# Salve Pump/Dispenser?



## justin1287 (Nov 21, 2016)

Is there anything made for filling salve containers? 

I make about 200 2 oz salves at a time and need a way to do this that will not be as messy as hand pouring every one.

Thanks for any suggestions!


----------



## The Efficacious Gentleman (Nov 22, 2016)

I think a post in shopping suggestions would be a good start - this section is for very beginner questions and making 200 lotions sounds more like "I'm selling" which is nothing a beginner should be saying!


----------



## justin1287 (Nov 22, 2016)

Thanks for the heads up!


----------



## justin1287 (Nov 23, 2016)

Any ideas anyone? Thanks!


----------



## baylee (Nov 26, 2016)

Just an idea, but if it's 'pourable' you could put the salve in a disposable piping bag.  Also there's an item that Wilton makes for about $10 for distributing cake icing.  If this isn't what you were wanting to do, I apologize for the suggestion.


----------



## DeeAnna (Nov 27, 2016)

From a google search of SMF: http://www.soapmakingforum.com/showthread.php?p=589136

Search for Model A03 Filling machine (the equipment mentioned in the thread) on google to find ebay and amazon sellers.


----------



## justin1287 (Nov 27, 2016)

Hey Baylee, thanks for the suggestion! It's not what I'm looking for, but appreciate the input 

DeeAnna, thanks for the suggestion. I think this will work for my tincutres, but am worried that the salve will solidify in this machine. Do you happen to know if anyone makes something like this with a built in heater or double boiler? Thanks for your time!


----------



## DeeAnna (Nov 28, 2016)

I have utterly no idea. I simply did a google search as a courtesy. You're on your own with this.
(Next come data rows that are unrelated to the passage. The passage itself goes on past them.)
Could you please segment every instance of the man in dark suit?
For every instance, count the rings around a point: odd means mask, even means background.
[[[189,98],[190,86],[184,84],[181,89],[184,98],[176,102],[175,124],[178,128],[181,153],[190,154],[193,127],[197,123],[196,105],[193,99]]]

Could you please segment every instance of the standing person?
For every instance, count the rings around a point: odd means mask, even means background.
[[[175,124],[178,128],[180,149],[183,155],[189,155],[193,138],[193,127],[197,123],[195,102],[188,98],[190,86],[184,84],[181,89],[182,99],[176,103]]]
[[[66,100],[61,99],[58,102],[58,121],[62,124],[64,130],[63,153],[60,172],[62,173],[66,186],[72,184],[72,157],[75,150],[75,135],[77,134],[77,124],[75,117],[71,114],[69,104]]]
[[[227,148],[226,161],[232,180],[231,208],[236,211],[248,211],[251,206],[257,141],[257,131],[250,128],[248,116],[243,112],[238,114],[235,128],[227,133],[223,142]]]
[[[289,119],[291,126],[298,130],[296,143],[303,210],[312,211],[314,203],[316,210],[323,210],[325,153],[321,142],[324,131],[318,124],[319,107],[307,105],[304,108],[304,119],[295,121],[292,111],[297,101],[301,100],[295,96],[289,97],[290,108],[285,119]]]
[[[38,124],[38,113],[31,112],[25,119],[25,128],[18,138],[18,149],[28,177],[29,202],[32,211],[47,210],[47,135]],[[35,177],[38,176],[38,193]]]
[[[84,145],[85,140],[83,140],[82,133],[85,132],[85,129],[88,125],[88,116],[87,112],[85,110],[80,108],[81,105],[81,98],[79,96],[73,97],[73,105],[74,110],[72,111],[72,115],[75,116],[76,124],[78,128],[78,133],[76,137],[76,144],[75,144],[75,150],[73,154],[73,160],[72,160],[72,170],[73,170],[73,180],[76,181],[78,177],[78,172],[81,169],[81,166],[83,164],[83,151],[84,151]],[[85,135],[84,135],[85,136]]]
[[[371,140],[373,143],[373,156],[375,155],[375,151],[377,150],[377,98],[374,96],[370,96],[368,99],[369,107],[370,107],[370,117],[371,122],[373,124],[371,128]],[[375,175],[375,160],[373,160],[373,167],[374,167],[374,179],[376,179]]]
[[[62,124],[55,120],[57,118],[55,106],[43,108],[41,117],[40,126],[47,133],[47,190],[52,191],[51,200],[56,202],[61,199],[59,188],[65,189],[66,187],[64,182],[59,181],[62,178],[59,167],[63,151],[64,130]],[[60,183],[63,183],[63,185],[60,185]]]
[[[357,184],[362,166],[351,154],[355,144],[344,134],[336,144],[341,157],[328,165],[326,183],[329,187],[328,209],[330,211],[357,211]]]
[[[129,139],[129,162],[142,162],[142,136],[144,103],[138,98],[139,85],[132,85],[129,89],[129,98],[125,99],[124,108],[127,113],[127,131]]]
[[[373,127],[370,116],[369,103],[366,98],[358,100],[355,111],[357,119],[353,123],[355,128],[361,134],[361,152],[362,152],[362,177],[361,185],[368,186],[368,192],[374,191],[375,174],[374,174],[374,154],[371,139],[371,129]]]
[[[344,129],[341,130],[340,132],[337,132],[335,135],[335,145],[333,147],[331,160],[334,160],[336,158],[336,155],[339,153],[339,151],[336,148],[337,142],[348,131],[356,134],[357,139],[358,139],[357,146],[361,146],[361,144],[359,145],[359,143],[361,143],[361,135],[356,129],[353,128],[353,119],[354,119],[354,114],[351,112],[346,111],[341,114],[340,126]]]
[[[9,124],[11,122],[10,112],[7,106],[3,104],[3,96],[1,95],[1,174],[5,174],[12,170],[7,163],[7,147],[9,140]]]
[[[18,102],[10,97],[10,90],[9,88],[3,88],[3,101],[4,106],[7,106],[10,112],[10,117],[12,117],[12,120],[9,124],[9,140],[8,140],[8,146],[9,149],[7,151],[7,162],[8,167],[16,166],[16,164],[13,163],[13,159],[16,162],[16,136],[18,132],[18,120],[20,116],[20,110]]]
I'd ask the supplier.


----------



## The Efficacious Gentleman (Nov 28, 2016)

I would imagine someone does. Maybe find a supplier who makes something similar to what you are looking for and ask them if they do it - if they don't, do they know of a good place to look


----------



## justin1287 (Nov 28, 2016)

Thanks....working on it. If I find something, then I will post here to let others know!


----------